Portugal is known for its warm climate and beautiful beaches, but there’s more to this country than it’s coastal capital, Lisbon.
A new city is now catching the eye of tourists around the world. Stretching across the banks of River Douro is Portugal’s second-most popular destination called Porto.
The city attracts Europeans from northern Spain who cross the border to dig their toes in the sand or enjoy custard tart in the iconic café where J.K. Rowling once sat down to write the first few chapters of Harry Potter and the Philosopher’s Stone.
Here’s how you can soak up Porto’s beauty and culture in just 48 hours. Let’s get this adventure started!
Once you fly into Porto, the city center is only 15 minutes from the coast. There’s no need to get a taxi to the main city area, since there is a reliable metro connection running through the entire city. Travellers can take metro directly from the airport to the city’s commuter station, Trinidade.
Start your trip by visiting the historic Estacao Ferroviaria de Sao Bento, adorned with tiled walls, watermills and vineyards that convey the chronicles of the city’s most historic battles and conquests.
If you’re more fond of Portugal’s regional cuisine, head over to Rua Santa Cataria. There, a café named Majestic serves the most scrumptious custard tarts (or pastel de nata in Spanish) you’ll find anywhere in the country. If you’re lucky, you might even be able to secure a seat at the table where J.K. Rowling once sat down in the 90’s to write the chapters of Harry Potter’s first book.
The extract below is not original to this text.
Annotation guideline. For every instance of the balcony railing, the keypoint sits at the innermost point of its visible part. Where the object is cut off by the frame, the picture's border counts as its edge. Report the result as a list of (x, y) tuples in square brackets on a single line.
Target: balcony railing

Just a mile from the café is the famous Capela de Almas which serves a history lesson of its own in the form of its typical blue and white tiles which enclose the 18th century chapel where Assisi’s Saints Francis and Catherine spent their lives. If you’re looking for something even more ancient, the 13th Century Se do Porto cathedral won’t disappoint.
The beautiful Morro Gardens are the perfect place to soak up some vitamin D on your post-prandial walk before heading over to Calem Port Wine Cellar for a wine-tasting adventure.
After a breakfast of milk coffee and buttered toast, start off your second day in Porto by riding one of the oldest trams in the country, built in 1930s. You can catch this tram from Ribeira district along Linha 1. It journeys to a coastal neighbourhood called Foz which has some of the best beaches in Porto.
Since breakfast in Portugal is typically light, you’ll probably be ravenous, come lunch time. Luckily there are plenty of restaurants that offer Porto’s classic francesinha. It’s a hearty sandwich dish which has a fried egg, sausage, roast meat and melted cheese wedged between two slices of bread, doused in tasty beer and tomato sauce.
Round up your trip with a delicious local beer from Letraria Craft Beer Garden Porto known for serving the best quality brews.